Lead acid batteries and solar battery storage

Bank of batteries

A bank of lead-acid batteries

Lead acid batteries are the most common form of solar battery storage currently on the market.

Battle-tested, thousands of Australians have used banks of lead-acid batteries with solar electricity to remove their need to be connected to the traditional electricity grid.

The most common setup of lead acid batteries you’ll see is usually some kind of rural household installing a bank of batteries + solar panels, because it’s cheaper than paying $30,000 to get the grid extended all the way to their house.

However, some Australians who have normal access to the grid still elect to go off-grid with a big bank of lead acid batteries. As I explain in another article about off-grid solar systems, from an economic point of view this is sheer madness for an average Aussie home. If you have a super efficient home that uses less than 5kWh per day, leaving the grid can make more sense. But for the average Australian household using more than 20kWh of electricity per day, you would need to spend $30,000-$50,000 to go off grid reliably.

Here’s some specs about lead acid battery systems:

They will give you 1000-3000 cycles at about 60% depth of discharge. In plain English: You can discharge them 60% 1000-3000 times depending on the quality (price!) of the batteries. So if you are discharging 60% every day, they’ll last 3-8 years.

BUT – these figures are usually quoted at a 20 degrees C ambient temperature. If your battery storage area gets hotter than this, the performance will be worse.

How much will a lead acid + solar setup cost?

It all depends on how many batteries you want. But the short answer is: you’ll pay double compared to a hybrid solar system.

At the time of writing, a good 3kW solar system costs about $5,000 installed. If you want to add 4kWh of usable storage to this, expect to pay about $10,000 for the complete system. 4kWh of electricity storage will get an efficient house through the night.

The average Aussie home is not that efficient unfortunately – so you may need a bigger system. A 5kW solar system without batteries will currently cost you about $8,000 installed. If you add 8kWh of usable storage, the total price would be closer to $18,000. This would get an average home through the night.

(I’ll be the first to admit that $15,000+ is a lot of money for the average Australian to find, even if they’re extremely keen on adding battery storage to their solar PV system. My recommendation is for people to wait a year or two for battery prices to drop further before they consider adding them to their homes.)

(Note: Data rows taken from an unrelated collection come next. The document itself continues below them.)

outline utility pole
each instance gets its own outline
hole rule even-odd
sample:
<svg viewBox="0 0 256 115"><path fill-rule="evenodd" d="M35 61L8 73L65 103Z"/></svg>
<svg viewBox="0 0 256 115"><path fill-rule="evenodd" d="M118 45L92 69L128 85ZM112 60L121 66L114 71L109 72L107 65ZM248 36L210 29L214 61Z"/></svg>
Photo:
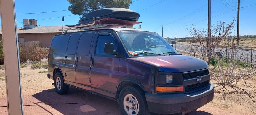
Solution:
<svg viewBox="0 0 256 115"><path fill-rule="evenodd" d="M162 25L162 37L164 37L163 35L163 25Z"/></svg>
<svg viewBox="0 0 256 115"><path fill-rule="evenodd" d="M239 45L240 37L239 35L239 13L240 11L240 0L237 1L237 39L236 40L236 44Z"/></svg>
<svg viewBox="0 0 256 115"><path fill-rule="evenodd" d="M207 45L208 47L208 56L209 59L210 59L211 47L210 43L211 42L211 0L208 0L208 25L207 29ZM210 61L208 61L208 63L210 63Z"/></svg>
<svg viewBox="0 0 256 115"><path fill-rule="evenodd" d="M62 17L62 29L63 29L63 25L64 24L64 17Z"/></svg>

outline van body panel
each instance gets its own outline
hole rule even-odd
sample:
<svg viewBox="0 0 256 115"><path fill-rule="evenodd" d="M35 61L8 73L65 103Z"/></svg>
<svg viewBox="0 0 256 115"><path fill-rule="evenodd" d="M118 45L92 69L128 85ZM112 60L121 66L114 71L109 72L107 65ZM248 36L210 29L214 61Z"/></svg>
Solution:
<svg viewBox="0 0 256 115"><path fill-rule="evenodd" d="M142 84L144 91L154 92L154 75L161 70L159 68L132 58L121 58L120 62L118 84L124 80L132 79Z"/></svg>
<svg viewBox="0 0 256 115"><path fill-rule="evenodd" d="M144 31L131 29L101 29L55 36L50 49L47 77L53 79L53 71L58 68L62 72L65 84L117 101L122 83L132 82L145 91L150 111L160 114L191 111L213 99L214 86L210 83L210 75L205 61L180 55L176 51L172 53L173 54L156 50L154 53L152 51L154 49L150 50L148 48L150 48L149 45L154 45L156 48L156 45L160 44L147 45L149 49L146 51L151 51L149 53L143 52L143 49L140 51L128 50L125 47L133 47L133 43L127 44L132 44L130 47L125 47L124 43L131 41L128 39L129 37L137 37L140 32L136 32L136 35L132 32L119 36L121 34L118 34L120 33L118 31ZM152 34L157 37L150 41L147 36L151 39L153 37L151 35L144 36L147 39L141 38L145 42L158 43L156 41L160 41L157 40L159 39L164 41L162 42L166 42L156 34ZM76 36L76 41L71 42L69 38L74 35ZM122 39L120 36L125 38ZM118 53L117 55L104 53L106 43L113 44L113 50ZM138 43L136 45L140 42ZM145 45L148 43L141 43ZM68 45L72 48L69 49ZM164 45L166 47L159 47L173 49L170 44ZM172 82L167 83L167 76L170 75L173 76ZM184 89L182 91L159 92L156 90L157 86L183 86Z"/></svg>
<svg viewBox="0 0 256 115"><path fill-rule="evenodd" d="M163 71L173 73L185 72L208 68L204 61L185 55L141 56L132 58L142 62L154 65L163 68Z"/></svg>
<svg viewBox="0 0 256 115"><path fill-rule="evenodd" d="M53 71L56 68L59 68L65 76L65 56L69 39L69 36L67 35L55 36L53 38L48 56L48 69L50 76L54 76ZM65 78L63 78L65 82Z"/></svg>

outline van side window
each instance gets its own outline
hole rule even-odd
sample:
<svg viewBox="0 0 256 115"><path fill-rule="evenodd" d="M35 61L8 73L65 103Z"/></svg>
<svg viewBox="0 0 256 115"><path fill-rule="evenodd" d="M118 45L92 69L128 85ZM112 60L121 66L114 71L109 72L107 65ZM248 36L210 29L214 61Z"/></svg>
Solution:
<svg viewBox="0 0 256 115"><path fill-rule="evenodd" d="M67 54L74 54L76 53L76 48L79 37L79 34L72 35L71 35L68 46L68 50Z"/></svg>
<svg viewBox="0 0 256 115"><path fill-rule="evenodd" d="M51 46L50 53L65 54L69 37L66 35L54 37Z"/></svg>
<svg viewBox="0 0 256 115"><path fill-rule="evenodd" d="M114 38L112 36L104 35L99 36L97 45L96 46L96 50L95 51L95 54L102 55L113 56L112 55L109 55L104 54L104 46L106 43L111 43L114 45L114 50L116 50L117 45Z"/></svg>
<svg viewBox="0 0 256 115"><path fill-rule="evenodd" d="M89 55L93 36L93 33L86 33L81 35L77 47L77 55Z"/></svg>

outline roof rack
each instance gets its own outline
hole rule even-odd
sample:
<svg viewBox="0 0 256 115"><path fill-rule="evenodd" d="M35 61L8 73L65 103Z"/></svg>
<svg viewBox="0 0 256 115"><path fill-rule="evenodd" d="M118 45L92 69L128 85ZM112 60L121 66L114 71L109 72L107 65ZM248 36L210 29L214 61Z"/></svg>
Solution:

A note on the future of lead acid technology

As you might have guessed from this article, I personally believe that traditional lead acid battery technology is more or less obsolete for solar battery storage purposes. However, there is one special technology that may bring lead acid back into vogue for solar battery storage – it’s called the Ecoult Ultrabattery. We haven’t carried out a review of it as yet, but it promises to give all other forms of battery storage a run for their money, in terms of both performance and cost.